Header = k(u32 LE) || m(u64 LE). 12 bytes total. We deliberately put k first so a partial-read of just the header reveals the hash count without needing m.
No checksum on the filter itself. Bloom filters can tolerate a flipped bit (it adds at most a few keys' worth of false positives); pages-level checksumming belongs to db-06 (SSTable).
new_with_fpr(n, fpr) constructor. Picks m = ceil(-n * ln(fpr) / (ln 2)^2) and k = round((m/n) * ln 2). Caps k at 30 to avoid degenerate sizing for absurdly small FPRs.
vs MurmurHash3 / xxhash: faster and arguably higher quality, but each is hundreds of lines to re-implement identically in three languages. FNV+SplitMix is 12 lines per language and indistinguishable in our use case.

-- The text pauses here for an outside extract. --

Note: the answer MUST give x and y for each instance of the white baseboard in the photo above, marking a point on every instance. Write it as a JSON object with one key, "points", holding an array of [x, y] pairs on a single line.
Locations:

vs k independent hashes: 2× CPU for no measurable FPR change (Kirsch & Mitzenmacher 2006).
vs Cuckoo / xor filters: more space-efficient at low FPR but much more code. Worth a separate lab — db-21.
vs in-language hashers (std::hash, hash/fnv, std::hash<string>): per-language differences — Go's maphash is randomized per process; C++ std::hash<string> is implementation-defined. None of them survive cross-language interop.
Concurrent inserts. Single writer model. Concurrent add corrupts overlapping byte writes. Lock externally or use atomic OR per byte — covered in db-08 / db-21.
Adversarial keys. FNV-1a64 is not cryptographic — an attacker can craft collisions to inflate FPR. Use SipHash / xxh3 (with secret seed) if filter inputs are attacker-controlled.
Deletion. Use a counting Bloom or a cuckoo filter. See db-21.